His last memory was playing for her. And now he’s here. He can only guess what transpired in between.
“I guess you didn’t like my song.”
“It wasn’t your song at all,” she responds. He can feel her anger from across the room like a blast of radiation. “And by the look of you, that’s not the only thing that isn’t yours.” She gets up, grabs the chain saw, and steps over the pile of ashes toward him.
He struggles to get to his feet. She touches the silent chain saw to his bare chest. He can feel the cold steel of the dormant chain as it caresses his skin. She uses its curved tip to trace the seams.
“Up and down and around—those lines go everywhere, don’t they? Like an old shaman’s sand drawings.”
Cam says nothing as she moves the chain saw along his torso and then across his neck. “The shaman’s lines are meant to trace life and creation—is that what your lines are for too? Are you a creation? Are you alive?”
The question of questions. “You’ll have to decide that for yourself.”

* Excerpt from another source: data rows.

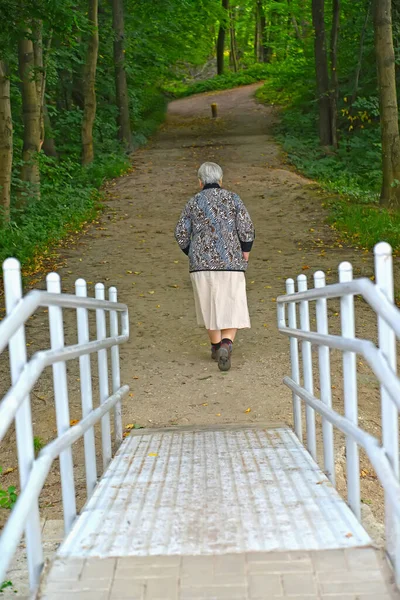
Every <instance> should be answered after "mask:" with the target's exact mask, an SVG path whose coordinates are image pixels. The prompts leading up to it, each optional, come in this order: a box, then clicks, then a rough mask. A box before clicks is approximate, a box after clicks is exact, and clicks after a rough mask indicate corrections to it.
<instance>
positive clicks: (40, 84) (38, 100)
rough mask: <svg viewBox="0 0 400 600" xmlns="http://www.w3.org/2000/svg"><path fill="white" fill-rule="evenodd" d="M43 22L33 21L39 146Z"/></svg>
mask: <svg viewBox="0 0 400 600" xmlns="http://www.w3.org/2000/svg"><path fill="white" fill-rule="evenodd" d="M42 29H43V22H42V21H35V23H34V26H33V56H34V61H35V83H36V94H37V101H38V109H39V121H40V147H42V144H43V141H44V111H43V102H44V88H45V72H44V63H43V35H42Z"/></svg>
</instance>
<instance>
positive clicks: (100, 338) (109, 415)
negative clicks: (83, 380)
mask: <svg viewBox="0 0 400 600" xmlns="http://www.w3.org/2000/svg"><path fill="white" fill-rule="evenodd" d="M95 290H96V298H97V299H98V300H104V299H105V293H104V285H103V284H102V283H96V286H95ZM96 327H97V339H98V340H104V339H106V337H107V330H106V316H105V313H104V310H103V309H101V308H100V309H96ZM97 356H98V369H99V389H100V404H103V403H104V402H105V401H106V400H107V398H108V397H109V391H108V358H107V350H106V349H104V350H99V351H98V353H97ZM101 442H102V450H103V470H104V471H105V470H106V469H107V467H108V465H109V464H110V461H111V456H112V448H111V425H110V413H109V412H107V413H106V414H105V415H104V417H102V419H101Z"/></svg>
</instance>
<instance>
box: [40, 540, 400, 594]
mask: <svg viewBox="0 0 400 600" xmlns="http://www.w3.org/2000/svg"><path fill="white" fill-rule="evenodd" d="M352 552H354V555H353V556H352V555H351V554H352ZM270 559H272V560H270ZM72 564H73V565H74V568H75V573H78V576H75V578H74V579H71V572H72V569H67V568H66V567H67V566H68V561H65V560H63V561H60V560H58V561H57V562H56V563H55V566H54V573H56V574H60V573H62V574H64V577H65V578H64V579H56V578H55V576H54V573H53V572H51V573H50V578H49V579H48V583H47V587H46V588H45V589H44V592H43V595H42V600H43V599H44V598H45V599H46V600H59V598H61V597H62V598H65V599H66V600H72V597H74V600H80V599H81V600H92V597H94V594H97V596H96V598H97V597H98V599H99V600H102V599H103V597H104V598H107V600H118V599H121V600H125V599H126V598H129V599H130V600H400V594H399V593H398V592H393V585H392V580H393V575H392V572H391V571H390V569H389V568H388V566H387V564H386V562H385V560H384V559H383V556H382V555H381V554H380V553H379V552H377V551H375V550H373V549H371V548H365V549H354V550H340V551H337V550H331V551H328V550H326V551H322V552H318V551H316V552H271V553H270V554H268V553H265V552H260V553H259V554H245V553H242V554H227V555H220V554H217V555H215V556H182V557H171V556H167V557H162V556H155V557H153V556H148V557H130V558H127V557H124V558H120V559H107V560H104V559H93V558H91V559H88V560H86V561H85V562H84V563H82V561H78V562H77V561H75V562H74V561H72ZM102 567H103V568H102ZM93 576H95V577H93ZM107 594H108V595H107Z"/></svg>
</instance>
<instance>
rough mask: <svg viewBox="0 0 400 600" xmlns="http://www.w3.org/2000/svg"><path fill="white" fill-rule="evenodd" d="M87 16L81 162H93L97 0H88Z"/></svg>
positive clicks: (96, 39)
mask: <svg viewBox="0 0 400 600" xmlns="http://www.w3.org/2000/svg"><path fill="white" fill-rule="evenodd" d="M88 17H89V23H90V26H91V32H90V36H89V41H88V47H87V52H86V64H85V73H84V78H83V95H84V109H83V120H82V164H83V165H88V164H89V163H91V162H93V159H94V149H93V126H94V120H95V118H96V88H95V85H96V68H97V56H98V52H99V29H98V0H89V6H88Z"/></svg>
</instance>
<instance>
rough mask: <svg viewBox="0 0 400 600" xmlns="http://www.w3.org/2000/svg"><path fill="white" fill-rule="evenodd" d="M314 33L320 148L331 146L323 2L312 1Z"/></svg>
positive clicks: (323, 4)
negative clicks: (317, 99)
mask: <svg viewBox="0 0 400 600" xmlns="http://www.w3.org/2000/svg"><path fill="white" fill-rule="evenodd" d="M312 17H313V25H314V31H315V41H314V51H315V72H316V79H317V92H318V107H319V127H318V129H319V139H320V143H321V145H322V146H330V145H331V144H332V129H331V127H332V125H331V101H330V93H329V75H328V59H327V55H326V43H325V22H324V0H312Z"/></svg>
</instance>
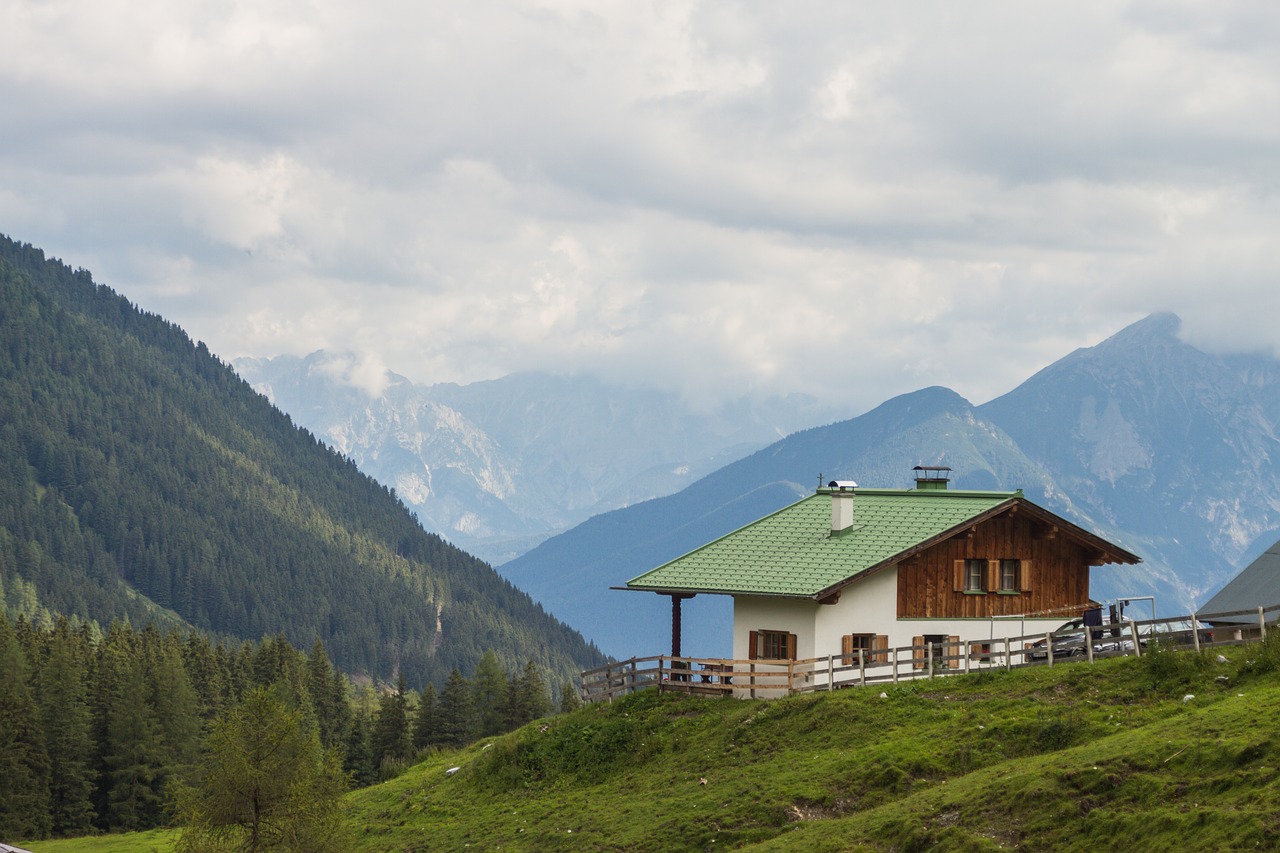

“Are you that man-made man I’ve heard tell of? What is it they call you? ‘Sham Complete’?”
“Something like that.”
She takes a step back. “Well, you can keep all those other parts, Sham. But those hands deserve a proper funeral.” Then she starts the chain saw, and it roars to life, puffing forth acrid, hellish smoke and releasing an earsplitting report that makes Cam’s seams ache in alarm.
“Brakes! Red light! Brick wall! Stop!”
“Did you think I wouldn’t figure it out when you came last night?”
His eyes are fixed on the deadly blade, but he tears his gaze away to focus on her—to get through to her. “I was drawn here. He was drawn here—and if you take these hands, you’ll never hear him play again!”
It was the wrong thing to say. Her face contorts into a mask of sheer hatred. “I’d already gotten used to that. I’ll get used to it again.”
And she swings the blade toward his right arm.
Cam can do nothing but brace himself. He readies himself for the surge of pain, watching as the chain saw comes down—but then at the last instant, she twists her arm, aborting the attack, and the momentum veers sideways, cutting his knotted jacket, and setting his right arm free from the pole.
She hurls the chain saw across the room, screaming in frustration, and Cam thrusts his free arm toward her. He means to grab her by the neck and hurl her to the ground, but instead he finds his hand reaching behind her to the ribbon in her hair and pulling it free.
Her long dark hair flares out from behind her as the ribbon falls to the ground, and she backs away, staring at him in horrified disbelief.
“Why did you do that?” she demands. “Why did you do that?”
And Cam suddenly understands. “Because he likes your hair free. He always pulled out your hair ribbons, didn’t he?” He lets loose a sudden laugh, as the emotion of the memory hits him all at once like a sonic boom.
She stares at him—her face is hard to read. He doesn’t know whether she’s going to run in terror, or pick up the chain saw again. Instead she bends down to pick up her ribbon and rises, keeping her distance.
“What else do you know?” she asks.
“I know what I feel when I play his music. He was in love with someone. Deeply.”